USO EXAGERADO DE ANTIBIÓTICOS É PERIGOSO PARA A SAÚDE


O uso indiscriminado de medicamentos, sobretudo antibióticos, aumenta de forma considerável o risco de casos de superbactérias – microorganismos resistentes à maior parte dos tratamentos disponíveis. O alerta é do diretor da Sociedade Brasileira de Infectologia, Marcos Antonio Cyrillo. 
Dados da Organização Mundial da Saúde (OMS) indicam que 440 mil casos de tuberculose resistente são registrados no mundo todos os anos, além de cerca de 150 mil mortes decorrentes de infecções por superbactérias.
“Não há hospital livre disso. Lógico que um hospital de grande porte e de alta complexidade ou um hospital universitário com vários leitos de UTI [unidade de terapia intensiva] e que interna pacientes com cirurgias complicadas são o tipo de lugar que pode ter mais bactérias resistentes. Mas nenhum hospital ou casa de repouso com longa permanência está livre disso”, observou Cyrillo.
Para o infectologista, o uso indiscriminado de antibióticos configura, de certa forma, um problema cultural, já que o profissional de saúde se sente mais seguro ao receitar o medicamento. “Ele acha que está fazendo um bem para o paciente, mas vários fatores precisam ser levados em conta na hora de fazer um programa de prevenção e também de orientação para o uso de antibiótico”, reforçou.
Na tentativa de conter os casos de superbactéria no Brasil, a Agência Nacional de Vigilância Sanitária (Anvisa) determinou que a venda de antibióticos só pode ser feita com a apresentação de duas vias da receita médica.

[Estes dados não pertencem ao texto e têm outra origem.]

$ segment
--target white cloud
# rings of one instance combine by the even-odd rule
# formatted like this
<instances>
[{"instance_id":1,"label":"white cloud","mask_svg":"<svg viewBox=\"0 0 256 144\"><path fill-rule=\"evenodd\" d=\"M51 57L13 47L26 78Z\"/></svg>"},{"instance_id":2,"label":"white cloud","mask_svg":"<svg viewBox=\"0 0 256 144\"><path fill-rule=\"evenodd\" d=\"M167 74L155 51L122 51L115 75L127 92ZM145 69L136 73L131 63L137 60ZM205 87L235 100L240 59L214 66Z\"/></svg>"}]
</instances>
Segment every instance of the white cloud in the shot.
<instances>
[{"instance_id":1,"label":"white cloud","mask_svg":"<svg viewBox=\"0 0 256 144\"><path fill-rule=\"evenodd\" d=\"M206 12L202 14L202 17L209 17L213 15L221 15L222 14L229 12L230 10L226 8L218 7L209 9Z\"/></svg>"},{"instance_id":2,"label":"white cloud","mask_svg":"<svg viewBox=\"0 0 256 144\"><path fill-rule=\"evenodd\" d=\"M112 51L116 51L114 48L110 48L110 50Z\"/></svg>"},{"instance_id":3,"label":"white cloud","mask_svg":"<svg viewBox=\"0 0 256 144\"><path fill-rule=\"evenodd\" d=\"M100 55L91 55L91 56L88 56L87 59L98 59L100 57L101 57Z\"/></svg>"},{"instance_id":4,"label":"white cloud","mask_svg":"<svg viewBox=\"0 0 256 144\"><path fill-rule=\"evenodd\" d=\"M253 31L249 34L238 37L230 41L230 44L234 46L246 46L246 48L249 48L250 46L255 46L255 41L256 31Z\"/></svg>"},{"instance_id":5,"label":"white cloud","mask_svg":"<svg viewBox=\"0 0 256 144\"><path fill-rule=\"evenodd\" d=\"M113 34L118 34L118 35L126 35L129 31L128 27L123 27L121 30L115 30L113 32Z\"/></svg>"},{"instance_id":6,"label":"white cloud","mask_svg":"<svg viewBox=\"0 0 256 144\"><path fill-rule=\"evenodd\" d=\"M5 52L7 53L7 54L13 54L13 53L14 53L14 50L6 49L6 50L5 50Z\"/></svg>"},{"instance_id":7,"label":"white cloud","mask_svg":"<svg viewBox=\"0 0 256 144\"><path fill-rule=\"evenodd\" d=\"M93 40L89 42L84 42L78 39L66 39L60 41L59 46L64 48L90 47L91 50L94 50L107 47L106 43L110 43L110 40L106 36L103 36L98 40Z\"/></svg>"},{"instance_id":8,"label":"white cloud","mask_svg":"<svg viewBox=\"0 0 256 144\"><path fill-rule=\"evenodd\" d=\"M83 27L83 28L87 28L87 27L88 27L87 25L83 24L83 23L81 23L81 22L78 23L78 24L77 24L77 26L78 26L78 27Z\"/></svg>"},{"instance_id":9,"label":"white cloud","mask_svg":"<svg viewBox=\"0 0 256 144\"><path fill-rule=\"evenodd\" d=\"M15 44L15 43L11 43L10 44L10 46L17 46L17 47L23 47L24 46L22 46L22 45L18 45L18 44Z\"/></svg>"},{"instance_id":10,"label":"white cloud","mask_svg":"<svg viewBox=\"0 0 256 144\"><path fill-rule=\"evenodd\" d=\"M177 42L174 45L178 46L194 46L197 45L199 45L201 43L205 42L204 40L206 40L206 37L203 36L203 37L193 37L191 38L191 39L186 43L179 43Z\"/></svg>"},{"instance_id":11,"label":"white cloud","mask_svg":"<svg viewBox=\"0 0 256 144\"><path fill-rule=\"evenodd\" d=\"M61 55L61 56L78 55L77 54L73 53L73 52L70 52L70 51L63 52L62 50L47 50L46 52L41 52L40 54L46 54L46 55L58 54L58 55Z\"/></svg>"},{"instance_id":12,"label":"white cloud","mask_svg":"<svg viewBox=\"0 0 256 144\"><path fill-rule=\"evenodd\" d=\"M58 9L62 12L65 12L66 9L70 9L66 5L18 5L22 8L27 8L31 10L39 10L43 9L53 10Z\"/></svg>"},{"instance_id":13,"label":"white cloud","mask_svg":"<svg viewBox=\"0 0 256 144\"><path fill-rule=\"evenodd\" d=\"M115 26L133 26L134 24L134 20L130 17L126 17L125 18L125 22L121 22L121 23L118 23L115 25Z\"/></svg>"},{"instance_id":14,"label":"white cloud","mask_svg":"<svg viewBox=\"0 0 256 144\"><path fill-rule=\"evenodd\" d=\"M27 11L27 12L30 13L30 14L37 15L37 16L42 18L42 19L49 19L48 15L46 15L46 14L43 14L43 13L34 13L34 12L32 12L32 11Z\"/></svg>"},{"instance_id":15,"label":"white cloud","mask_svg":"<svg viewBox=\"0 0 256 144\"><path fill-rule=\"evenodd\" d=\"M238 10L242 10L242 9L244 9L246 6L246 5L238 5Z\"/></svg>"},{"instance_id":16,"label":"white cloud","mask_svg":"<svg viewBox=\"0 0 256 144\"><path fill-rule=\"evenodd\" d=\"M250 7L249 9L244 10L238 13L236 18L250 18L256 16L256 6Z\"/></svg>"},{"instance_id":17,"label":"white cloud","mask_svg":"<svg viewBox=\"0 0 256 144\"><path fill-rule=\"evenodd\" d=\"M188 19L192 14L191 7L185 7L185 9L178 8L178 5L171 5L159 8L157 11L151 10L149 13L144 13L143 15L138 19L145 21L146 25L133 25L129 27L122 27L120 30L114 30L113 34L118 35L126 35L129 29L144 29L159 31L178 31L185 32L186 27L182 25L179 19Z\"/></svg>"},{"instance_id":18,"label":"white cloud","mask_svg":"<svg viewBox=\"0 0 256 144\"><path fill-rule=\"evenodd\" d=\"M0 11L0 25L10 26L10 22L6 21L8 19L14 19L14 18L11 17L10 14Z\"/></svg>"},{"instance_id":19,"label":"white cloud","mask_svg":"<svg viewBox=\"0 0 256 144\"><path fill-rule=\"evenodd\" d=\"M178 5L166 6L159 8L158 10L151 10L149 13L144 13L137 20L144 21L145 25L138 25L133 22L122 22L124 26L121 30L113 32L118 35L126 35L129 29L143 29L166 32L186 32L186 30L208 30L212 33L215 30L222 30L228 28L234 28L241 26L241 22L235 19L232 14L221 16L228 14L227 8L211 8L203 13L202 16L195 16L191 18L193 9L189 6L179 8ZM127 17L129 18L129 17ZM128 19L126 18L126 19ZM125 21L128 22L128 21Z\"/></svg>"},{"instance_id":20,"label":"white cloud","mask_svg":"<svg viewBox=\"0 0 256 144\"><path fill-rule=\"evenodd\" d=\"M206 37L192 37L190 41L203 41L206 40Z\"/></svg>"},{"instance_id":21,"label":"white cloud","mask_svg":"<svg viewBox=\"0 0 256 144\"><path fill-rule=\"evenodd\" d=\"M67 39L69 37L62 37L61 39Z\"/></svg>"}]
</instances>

O objetivo, de acordo com a gerente de Vigilância e Monitoramento em Serviços de Saúde, Magda Machado, é restringir a automedicação, já que uma via fica retida pelo estabelecimento.

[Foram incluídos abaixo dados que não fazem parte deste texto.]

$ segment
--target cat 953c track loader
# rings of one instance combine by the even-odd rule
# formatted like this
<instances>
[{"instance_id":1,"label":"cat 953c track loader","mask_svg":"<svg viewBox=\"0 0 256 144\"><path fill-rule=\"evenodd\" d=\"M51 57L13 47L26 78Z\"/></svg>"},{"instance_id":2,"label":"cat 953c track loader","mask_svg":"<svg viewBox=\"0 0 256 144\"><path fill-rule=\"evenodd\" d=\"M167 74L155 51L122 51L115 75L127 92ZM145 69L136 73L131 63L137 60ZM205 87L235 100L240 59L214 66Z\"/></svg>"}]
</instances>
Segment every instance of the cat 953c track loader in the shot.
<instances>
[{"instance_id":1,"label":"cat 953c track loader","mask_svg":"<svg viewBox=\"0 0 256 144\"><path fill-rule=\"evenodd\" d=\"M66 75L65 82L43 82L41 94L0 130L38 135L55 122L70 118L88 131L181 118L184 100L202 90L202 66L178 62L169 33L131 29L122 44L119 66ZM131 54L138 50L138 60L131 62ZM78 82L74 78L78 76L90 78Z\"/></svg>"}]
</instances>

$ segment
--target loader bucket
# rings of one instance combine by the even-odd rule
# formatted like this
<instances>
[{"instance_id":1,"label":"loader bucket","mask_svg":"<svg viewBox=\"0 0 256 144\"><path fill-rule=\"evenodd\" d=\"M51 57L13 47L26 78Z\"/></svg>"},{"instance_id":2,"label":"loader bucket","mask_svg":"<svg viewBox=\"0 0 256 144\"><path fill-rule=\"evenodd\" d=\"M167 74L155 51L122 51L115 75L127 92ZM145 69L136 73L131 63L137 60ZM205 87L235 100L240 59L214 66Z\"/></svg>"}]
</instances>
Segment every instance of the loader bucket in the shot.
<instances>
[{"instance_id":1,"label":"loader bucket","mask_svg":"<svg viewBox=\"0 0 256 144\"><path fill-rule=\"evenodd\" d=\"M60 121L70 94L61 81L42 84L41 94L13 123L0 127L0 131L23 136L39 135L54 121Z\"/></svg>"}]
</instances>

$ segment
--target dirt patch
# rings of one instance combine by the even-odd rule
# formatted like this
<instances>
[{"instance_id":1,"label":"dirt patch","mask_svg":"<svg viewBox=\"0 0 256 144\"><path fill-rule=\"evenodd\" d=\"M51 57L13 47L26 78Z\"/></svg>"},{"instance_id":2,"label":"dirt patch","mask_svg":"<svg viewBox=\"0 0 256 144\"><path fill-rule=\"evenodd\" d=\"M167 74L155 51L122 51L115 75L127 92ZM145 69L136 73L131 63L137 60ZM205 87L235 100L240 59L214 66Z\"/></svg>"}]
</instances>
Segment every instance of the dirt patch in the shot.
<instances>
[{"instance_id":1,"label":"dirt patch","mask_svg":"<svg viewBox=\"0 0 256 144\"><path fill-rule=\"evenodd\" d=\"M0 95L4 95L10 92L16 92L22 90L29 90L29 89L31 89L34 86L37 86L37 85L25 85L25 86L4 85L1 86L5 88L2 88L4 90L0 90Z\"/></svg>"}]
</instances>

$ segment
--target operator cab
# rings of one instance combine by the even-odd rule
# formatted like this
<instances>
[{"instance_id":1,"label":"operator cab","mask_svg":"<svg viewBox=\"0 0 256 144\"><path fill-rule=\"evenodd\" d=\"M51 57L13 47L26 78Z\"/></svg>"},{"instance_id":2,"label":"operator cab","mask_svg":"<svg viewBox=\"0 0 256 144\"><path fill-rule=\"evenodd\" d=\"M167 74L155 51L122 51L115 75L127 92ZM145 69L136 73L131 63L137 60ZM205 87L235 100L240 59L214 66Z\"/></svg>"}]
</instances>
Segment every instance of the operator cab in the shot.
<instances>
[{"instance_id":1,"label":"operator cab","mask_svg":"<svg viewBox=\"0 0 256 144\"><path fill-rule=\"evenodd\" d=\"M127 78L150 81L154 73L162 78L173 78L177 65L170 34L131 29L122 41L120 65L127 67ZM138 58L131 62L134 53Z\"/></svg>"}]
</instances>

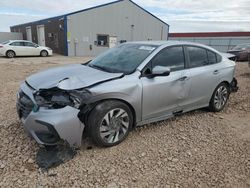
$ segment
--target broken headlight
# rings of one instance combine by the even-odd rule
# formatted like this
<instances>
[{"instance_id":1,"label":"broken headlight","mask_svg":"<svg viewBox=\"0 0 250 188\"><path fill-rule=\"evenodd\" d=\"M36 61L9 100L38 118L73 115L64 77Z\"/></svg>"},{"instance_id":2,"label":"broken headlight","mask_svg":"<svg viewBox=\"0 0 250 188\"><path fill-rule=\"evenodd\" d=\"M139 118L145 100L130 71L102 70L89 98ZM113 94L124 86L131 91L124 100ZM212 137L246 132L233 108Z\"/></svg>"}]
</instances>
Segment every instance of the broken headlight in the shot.
<instances>
[{"instance_id":1,"label":"broken headlight","mask_svg":"<svg viewBox=\"0 0 250 188\"><path fill-rule=\"evenodd\" d=\"M47 107L50 109L64 108L71 106L80 108L84 100L90 97L90 92L82 91L64 91L60 89L39 90L34 94L36 103L40 107Z\"/></svg>"}]
</instances>

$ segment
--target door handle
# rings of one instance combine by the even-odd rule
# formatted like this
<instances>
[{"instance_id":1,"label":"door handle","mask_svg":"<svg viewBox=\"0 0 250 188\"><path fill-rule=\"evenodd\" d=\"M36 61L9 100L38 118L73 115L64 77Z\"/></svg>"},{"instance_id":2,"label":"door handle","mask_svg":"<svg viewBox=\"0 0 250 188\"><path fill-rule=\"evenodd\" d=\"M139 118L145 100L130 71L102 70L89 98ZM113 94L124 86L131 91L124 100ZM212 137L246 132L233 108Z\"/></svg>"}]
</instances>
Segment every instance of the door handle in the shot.
<instances>
[{"instance_id":1,"label":"door handle","mask_svg":"<svg viewBox=\"0 0 250 188\"><path fill-rule=\"evenodd\" d=\"M214 71L214 74L216 75L216 74L219 74L220 73L220 71L218 71L218 70L215 70Z\"/></svg>"},{"instance_id":2,"label":"door handle","mask_svg":"<svg viewBox=\"0 0 250 188\"><path fill-rule=\"evenodd\" d=\"M178 81L186 81L188 80L188 77L187 76L183 76L181 78L178 79Z\"/></svg>"}]
</instances>

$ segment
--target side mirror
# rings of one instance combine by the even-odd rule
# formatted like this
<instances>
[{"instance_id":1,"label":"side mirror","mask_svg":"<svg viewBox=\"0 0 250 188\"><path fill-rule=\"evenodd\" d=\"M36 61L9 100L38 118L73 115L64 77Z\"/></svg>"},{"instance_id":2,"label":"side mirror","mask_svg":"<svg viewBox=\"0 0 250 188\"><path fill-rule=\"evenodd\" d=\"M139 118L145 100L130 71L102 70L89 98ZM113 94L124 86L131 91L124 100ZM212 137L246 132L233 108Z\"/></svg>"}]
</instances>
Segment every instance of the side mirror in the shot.
<instances>
[{"instance_id":1,"label":"side mirror","mask_svg":"<svg viewBox=\"0 0 250 188\"><path fill-rule=\"evenodd\" d=\"M154 78L156 76L168 76L170 74L170 68L163 66L155 66L152 73L148 76L149 78Z\"/></svg>"}]
</instances>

Ela lembrou que, após os casos da superbactéria KPC (Klebsiella pneumoniae carbapenemase) registrados no país nos últimos anos, a Anvisa editou uma nota técnica que trata da identificação, prevenção e controle de infecções relacionadas a microorganismos multirresistentes. Entre as obrigatoriedades nas unidades de saúde está a higienização das mãos por meio do uso de álcool em gel por profissionais de saúde e visitantes.
Francisca Silva, 52 anos, é representante de laboratório e tem medo de contrair qualquer tipo de infecção resistente a medicamentos. “Tomo certos cuidados com a higiene porque trabalho em hospital e, por isso, estamos suscetíveis a todo tipo de contaminação. Procuro me proteger de qualquer uma delas”, contou.
A dona de casa Andreia Queiroz da Silva, 34 anos, tem lúpus, doença que compromete o sistema imunológico, e também se preocupa em manter hábitos como lavar as mãos com água e sabão quando frequenta unidades de saúde. “Acho que está faltando informação sobre essa superbactéria. Nos hospitais, é comum vermos panfletos com orientações sobre a higienização das mãos, mas muita gente não segue.”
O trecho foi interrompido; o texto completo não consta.